Rush supports renewable energy programs, making him on the surface a reliable ally to the White House. But despite his perch on the Energy and Power subpanel, Rush isn’t known as a leading environmental advocate in the House Democratic Caucus — and he has shown a tendency to stray from the party’s talking points on global warming to focus on policies that would steer more energy-sector jobs to minority groups.

Bobby Rush
Rep. Bobby Rush (D-Ill.). | Photo courtesy of Wikipedia.

At the hearing last week, Rush highlighted a bipartisan bill that he backed last year calling for the departments of Energy, Labor and Education to establish national guidelines to diversify the energy industry workforce (E&E Daily, Sept. 18, 2014).

H.R. 4526 would also have required the agencies to create a training and education program for minorities seeking energy-related jobs. The bill was introduced by Whitfield and sponsored by Rush and Rep. Bill Johnson (R-Ohio).

Efforts to mesh environmental policy with issues of race and class date back at least as far as the 1960s, when the Rev. Martin Luther King Jr. and others incorporated concerns about the environment into their broader message of racial and economic reform.

The environmental and civil rights movements diverged in the decades that followed, however. When they intersected, it was usually in the arena of environmental justice, an offshoot of the green movement that was spawned by fights over pollution in poor, predominantly black urban communities.

The disputes have led to changes in cities that, in the past, disproportionately sited waste and manufacturing facilities in low-income areas. In New York, for example, a long-term waste management plan put in place by former Mayor Michael Bloomberg required that new waste facilities be equally distributed across the five boroughs.

In Chicago, the city is involved in a legal fight over a petroleum coke storage facility that local residents say causes air pollution in their neighborhood.

But increasingly environmental justice advocates are turning their focus to the energy sector and securing energy-related opportunities for minority-owned businesses and workers, a change Rush attributes to the country’s current energy boom.

The Obama administration has not devoted much attention to that aspect of energy politics, though a top EPA official did address the issue of environmental justice on the 50th anniversary of the 1963 March on Washington (Greenwire, Aug. 28, 2013).

‘A level of kinship’

Rush insisted that his focus on energy-sector jobs for minorities isn’t meant to draw attention away from the president’s broader green agenda. "I don’t want to distract from" that, Rush said. "Protecting his legacy is important to me."

Rush said he doesn’t think about his race against Obama very often. At the time, the contest was framed as a generational clash between Rush, the former Black Panther and veteran South Side leader, and Obama, an upstart University of Chicago lecturer with roots in Hawaii who lived in the district’s tony, mostly white Hyde Park neighborhood.

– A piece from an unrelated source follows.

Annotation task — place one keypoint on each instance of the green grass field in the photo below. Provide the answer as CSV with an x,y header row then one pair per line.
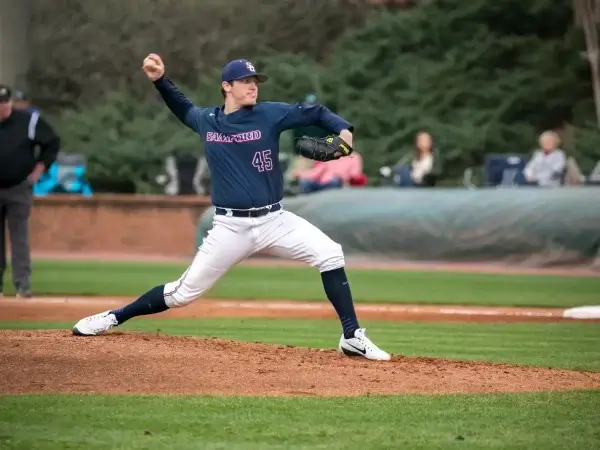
x,y
537,421
132,279
560,345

A majority of the district’s African-American leaders sided with Rush and he won easily, beating Obama, who was largely unknown outside Hyde Park, by 61 percent to 30 percent. But despite the differences in their personal backgrounds and standing in Chicago, Rush said he and Obama shared many of the same ideas.

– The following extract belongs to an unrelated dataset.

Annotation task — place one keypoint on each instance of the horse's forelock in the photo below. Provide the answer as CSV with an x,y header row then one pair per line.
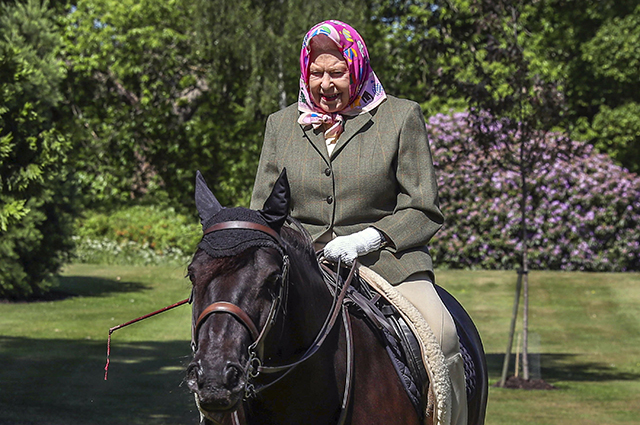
x,y
211,266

The "campaign was not based on differences in policy for the most part. Maybe our personalities were different, but never policy," Rush said.

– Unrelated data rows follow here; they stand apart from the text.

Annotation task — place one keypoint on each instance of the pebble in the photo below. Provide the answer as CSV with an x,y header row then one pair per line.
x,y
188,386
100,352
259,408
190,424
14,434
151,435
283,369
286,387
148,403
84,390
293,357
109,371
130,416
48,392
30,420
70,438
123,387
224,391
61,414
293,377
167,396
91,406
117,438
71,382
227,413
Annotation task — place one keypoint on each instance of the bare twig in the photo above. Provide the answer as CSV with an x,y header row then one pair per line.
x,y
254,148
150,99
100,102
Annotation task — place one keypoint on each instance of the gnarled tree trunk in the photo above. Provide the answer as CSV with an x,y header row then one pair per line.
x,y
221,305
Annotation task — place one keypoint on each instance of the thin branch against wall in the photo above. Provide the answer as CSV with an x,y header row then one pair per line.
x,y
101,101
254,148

House lawmakers who know Rush said that he feels he has a unique connection to the president because of their contest, even though he rarely talks about it.

"There’s a level of kinship in that," said Rep. Danny Davis (D-Ill.), another longtime Chicago political fixture. "I think Bobby will have that in mind as we go on with the last two years of the president’s tenure."

As for Obama, other House Democrats from Illinois expressed the popular view that losing to Rush in 2000 was a blessing in disguise.

"I don’t see [Obama] lifting himself from the bench of the House to the presidency of the United States," said Rep. Luis Gutiérrez (D-Ill.). "Barack Obama should wake up every morning and send Bobby a thank you card."